In the given context, the optimal approach to recover the keys associated with software-based full-disk encryption would depend on several factors, such as the strength of the encryption algorithm, the complexity of the password, and the available resources (time and computational power).

If the encryption algorithm is known to have weaknesses or flaws, a cryptanalysis attack could be the most efficient method to recover the keys. However, this approach requires a high level of expertise in cryptography.

In cases where the password is known to be weak or likely to be found in a dictionary, a dictionary attack would be the preferred approach, as it is faster and more efficient than brute-force attacks.

If no information about the password or encryption algorithm’s weaknesses is available, a brute-force attack could be the only viable option. However, this method may be time-consuming and resource-intensive.

Ultimately, the choice of the optimal approach will depend on the specific circumstances and the available resources. In many cases, a combination of these approaches may be required to successfully recover the keys associated with software-based full-disk encryption.

c). Raphael Aerospace is a British company, but the laptop was seized at the North American campus. The employee is a United Kingdom (UK) citizen and is concerned about the laws regarding software-based full-disk encryption in the United States (US). The employee believes that the UK will be a more favorable jurisdiction from the perspective of being forced to reveal any keys or passwords associated with encryption. Contrast the UK and US legal perspectives regards compelled decryption, speculate on the optimal jurisdiction in the given context.

The legal perspectives on compelled decryption differ between the United States (US) and the United Kingdom (UK). Here is a brief overview of the legal stances in both jurisdictions:

United States (US): In the US, the Fifth Amendment to the Constitution protects individuals from self-incrimination. This has been interpreted by some courts as providing protection against being forced to reveal encryption keys or passwords, as doing so could be seen as self-incrimination. However, the interpretation of the Fifth Amendment in the context of compelled decryption is not uniform across all courts, and some have ruled that individuals can be compelled to provide decryption keys or passwords under certain circumstances.

United Kingdom (UK): In the UK, the Regulation of Investigatory Powers Act 2000 (RIPA) governs the legal framework surrounding encryption and compelled decryption. Under RIPA, individuals can be legally compelled to provide encryption keys or passwords to law enforcement authorities when ordered to do so by a court. Failure to comply with such an order can result in severe penalties, including imprisonment.

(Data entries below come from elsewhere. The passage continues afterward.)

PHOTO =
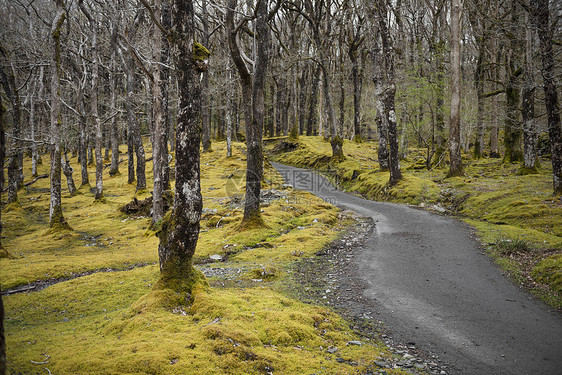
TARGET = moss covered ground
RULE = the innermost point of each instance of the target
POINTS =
(107, 321)
(504, 206)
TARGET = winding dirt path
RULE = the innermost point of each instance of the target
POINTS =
(432, 285)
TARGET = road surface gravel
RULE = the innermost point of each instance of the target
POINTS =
(433, 285)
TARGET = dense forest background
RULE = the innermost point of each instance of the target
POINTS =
(335, 68)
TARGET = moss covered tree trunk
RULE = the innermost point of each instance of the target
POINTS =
(180, 228)
(313, 104)
(540, 16)
(68, 172)
(479, 83)
(379, 14)
(357, 85)
(513, 130)
(3, 253)
(94, 102)
(380, 118)
(205, 105)
(254, 133)
(494, 133)
(455, 166)
(164, 89)
(8, 81)
(245, 75)
(158, 118)
(114, 167)
(56, 217)
(530, 160)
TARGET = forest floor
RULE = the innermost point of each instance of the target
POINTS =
(74, 299)
(265, 311)
(516, 217)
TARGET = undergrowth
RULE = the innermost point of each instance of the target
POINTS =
(117, 322)
(516, 212)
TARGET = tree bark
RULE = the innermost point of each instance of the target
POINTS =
(313, 104)
(380, 118)
(94, 102)
(164, 89)
(540, 16)
(455, 166)
(114, 167)
(56, 217)
(157, 203)
(180, 230)
(357, 86)
(68, 171)
(479, 83)
(530, 160)
(205, 105)
(494, 136)
(245, 76)
(513, 130)
(254, 133)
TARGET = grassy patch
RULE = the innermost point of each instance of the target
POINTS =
(116, 322)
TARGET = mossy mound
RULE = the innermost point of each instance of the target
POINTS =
(493, 196)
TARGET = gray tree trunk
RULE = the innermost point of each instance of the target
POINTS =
(158, 127)
(254, 133)
(530, 160)
(455, 166)
(56, 217)
(180, 231)
(540, 16)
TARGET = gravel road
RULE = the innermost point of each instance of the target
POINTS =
(434, 287)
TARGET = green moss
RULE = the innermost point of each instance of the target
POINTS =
(200, 52)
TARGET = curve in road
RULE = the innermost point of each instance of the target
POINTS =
(435, 287)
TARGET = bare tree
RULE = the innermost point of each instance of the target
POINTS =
(378, 13)
(56, 217)
(180, 230)
(455, 166)
(94, 100)
(540, 17)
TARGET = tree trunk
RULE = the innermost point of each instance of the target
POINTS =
(302, 99)
(254, 133)
(68, 171)
(530, 160)
(83, 138)
(205, 119)
(356, 78)
(455, 166)
(513, 130)
(494, 136)
(180, 230)
(313, 104)
(540, 16)
(380, 118)
(245, 76)
(56, 217)
(114, 168)
(158, 127)
(94, 103)
(229, 112)
(479, 83)
(164, 89)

In the given context, the employee’s belief that the UK might be a more favorable jurisdiction from the perspective of being forced to reveal encryption keys or passwords might be misguided. The UK’s legal framework, as established by RIPA, clearly allows for compelled decryption under certain circumstances, whereas the US legal system provides some degree of protection against self-incrimination through the Fifth Amendment.

However, it is important to note that the specific circumstances of the case and the legal interpretations of the relevant laws may vary, leading to different outcomes in each jurisdiction. The optimal jurisdiction would depend on various factors, including the details of the case and the stance of the courts involved.

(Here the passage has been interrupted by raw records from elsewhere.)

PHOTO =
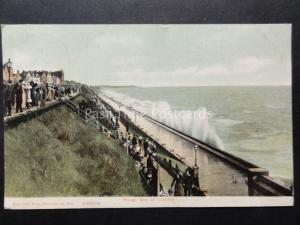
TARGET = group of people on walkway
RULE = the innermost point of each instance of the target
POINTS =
(140, 148)
(25, 95)
(143, 150)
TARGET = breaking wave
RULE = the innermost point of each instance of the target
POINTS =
(194, 123)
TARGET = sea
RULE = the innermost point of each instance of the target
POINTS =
(251, 122)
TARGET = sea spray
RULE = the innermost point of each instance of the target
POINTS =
(192, 122)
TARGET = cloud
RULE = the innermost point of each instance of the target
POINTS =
(237, 66)
(110, 40)
(251, 64)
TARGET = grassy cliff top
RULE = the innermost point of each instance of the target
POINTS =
(58, 155)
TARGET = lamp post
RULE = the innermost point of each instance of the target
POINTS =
(195, 150)
(9, 65)
(196, 169)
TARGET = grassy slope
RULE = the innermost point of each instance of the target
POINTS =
(58, 155)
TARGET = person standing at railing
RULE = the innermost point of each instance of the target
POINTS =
(146, 145)
(33, 94)
(178, 180)
(24, 94)
(188, 182)
(28, 95)
(18, 91)
(9, 96)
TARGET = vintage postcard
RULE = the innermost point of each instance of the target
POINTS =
(110, 116)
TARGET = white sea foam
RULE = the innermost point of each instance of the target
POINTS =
(228, 122)
(195, 123)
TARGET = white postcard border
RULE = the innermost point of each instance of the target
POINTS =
(144, 202)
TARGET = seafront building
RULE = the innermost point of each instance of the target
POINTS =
(39, 77)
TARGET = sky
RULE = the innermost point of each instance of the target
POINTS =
(154, 55)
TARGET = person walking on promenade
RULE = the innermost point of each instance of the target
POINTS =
(140, 142)
(177, 180)
(23, 94)
(19, 92)
(33, 94)
(9, 96)
(134, 141)
(146, 145)
(188, 182)
(28, 95)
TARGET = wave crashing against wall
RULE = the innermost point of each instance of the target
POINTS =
(195, 123)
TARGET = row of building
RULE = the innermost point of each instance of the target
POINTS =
(39, 77)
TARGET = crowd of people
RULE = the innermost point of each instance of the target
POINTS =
(25, 95)
(143, 150)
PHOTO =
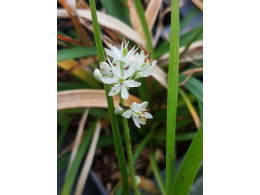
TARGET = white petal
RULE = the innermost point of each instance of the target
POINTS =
(109, 80)
(110, 53)
(148, 72)
(148, 115)
(115, 67)
(129, 72)
(132, 83)
(119, 110)
(105, 69)
(136, 121)
(97, 75)
(115, 90)
(133, 106)
(142, 105)
(124, 92)
(127, 114)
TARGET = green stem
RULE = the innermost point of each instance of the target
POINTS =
(110, 102)
(129, 151)
(172, 97)
(194, 38)
(156, 172)
(143, 89)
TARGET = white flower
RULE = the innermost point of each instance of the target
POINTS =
(143, 65)
(119, 110)
(121, 54)
(138, 113)
(97, 75)
(118, 78)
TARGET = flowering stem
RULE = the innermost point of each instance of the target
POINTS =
(110, 102)
(129, 151)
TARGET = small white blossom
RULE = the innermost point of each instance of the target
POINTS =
(138, 113)
(119, 110)
(121, 54)
(143, 65)
(118, 78)
(97, 75)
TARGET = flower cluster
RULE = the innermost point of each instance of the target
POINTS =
(122, 71)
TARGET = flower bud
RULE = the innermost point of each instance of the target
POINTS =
(97, 75)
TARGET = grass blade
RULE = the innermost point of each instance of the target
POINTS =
(191, 108)
(194, 86)
(172, 96)
(190, 165)
(157, 173)
(111, 108)
(141, 146)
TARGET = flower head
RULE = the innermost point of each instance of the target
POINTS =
(143, 65)
(139, 113)
(119, 79)
(121, 54)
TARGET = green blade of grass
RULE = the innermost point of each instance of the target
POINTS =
(190, 165)
(194, 38)
(172, 96)
(111, 109)
(76, 52)
(141, 146)
(157, 173)
(194, 86)
(143, 89)
(77, 161)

In conclusion, while the US legal system may offer more protection against compelled decryption than the UK, there are no guarantees, and the optimal jurisdiction would depend on the specific circumstances and the courts involved. The employee should seek legal counsel to better understand their rights and potential risks in both jurisdictions.

  1. BCO Case

The fictional United States (US) Borders and Customs Office (BCO) wants to strengthen border controls. The BCO wants to ensure rigorous checks are possible at the border to ensure illegal digital content does not come across the border on physical devices. The BCO is particularly concerned that such files are hidden in unallocated space on drives. The BCO want a rapid process that can confirm a target file or traces of a target file are present on a suspected system. The suspected system can then be kept for further, deeper analysis. Argue an appropriate file carving technique and outline an implementation for the given context.

a). In the given context, the BCO aims to quickly identify whether a target file or traces of it are present on a suspected system, particularly in unallocated space on drives. An appropriate technique for this purpose is file carving.

In the given context, the BCO aims to quickly identify whether a target file or traces of it are present on a suspected system, particularly in unallocated space on drives. An appropriate technique for this purpose is file carving. Among the file carving techniques, Hash Based Carving is a suitable choice for the BCO’s requirements.

Hash Based Carving involves creating hash values of known target files and comparing them to the hash values of data blocks in the unallocated space of a drive. This technique is fast and can efficiently identify complete or partial matches of target files on a suspected system.

The implementation of Hash Based Carving for the BCO’s context can be outlined as follows:

Preparation: Compile a list of known target files that the BCO is concerned about. Calculate the hash values for these files and store them in a database.

Drive imaging: At the border, if a suspicious device is identified, create a forensically sound image of the drive to avoid tampering with the original evidence.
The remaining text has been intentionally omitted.